Fall is my favorite season because I love the things associated with it: pumpkins and cider and a new crop of fresh-eyed freshmen. But fall is my favorite season, too, because it’s a tender and tenuous time. Fall isn’t a season in its youth or prime but a season slouching toward old age. Fall is my favorite season because I know what comes next. In the summer, we live for the moment, languidly wasting our days because it seems they will never end. In fall, we come to our senses, saving up sensations and basking in beauty like a squirrel hoarding acorns against lean times.

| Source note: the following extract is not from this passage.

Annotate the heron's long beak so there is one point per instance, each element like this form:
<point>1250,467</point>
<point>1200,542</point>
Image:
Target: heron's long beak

Robert Frost was no stranger to New England autumns, so I believe him when he insists that nothing gold can stay. In late September, I want to bottle the long-angling light like a jar full of lightning bugs, but I know there is no catching nor containing it.
Sep 17, 2015
It’s the third week of the semester, so the dust is starting to settle from the start of another school year. Because I teach first-year students, the first few weeks of fall semester are inevitably spent getting everyone acclimated to college, college schedules, and a college workload.
Right now my students and I are discussing Nathaniel Philbrick’s In the Heart of the Sea: The Tragedy of the Whaleship Essex, which is this year’s common reading selection at Framingham State. In the second chapter, Philbrick describes the bumbling confusion new crewmen, or green hands, feel as they set sail on their first whaleship. Ordered by their captain or first mate to unfurl the sails, the green hands nervously look around, realizing they haven’t yet learned which ropes go with which sails, much less how to man those ropes. Newbie whale men need to (literally) learn the ropes before they can work together as a well-organized team.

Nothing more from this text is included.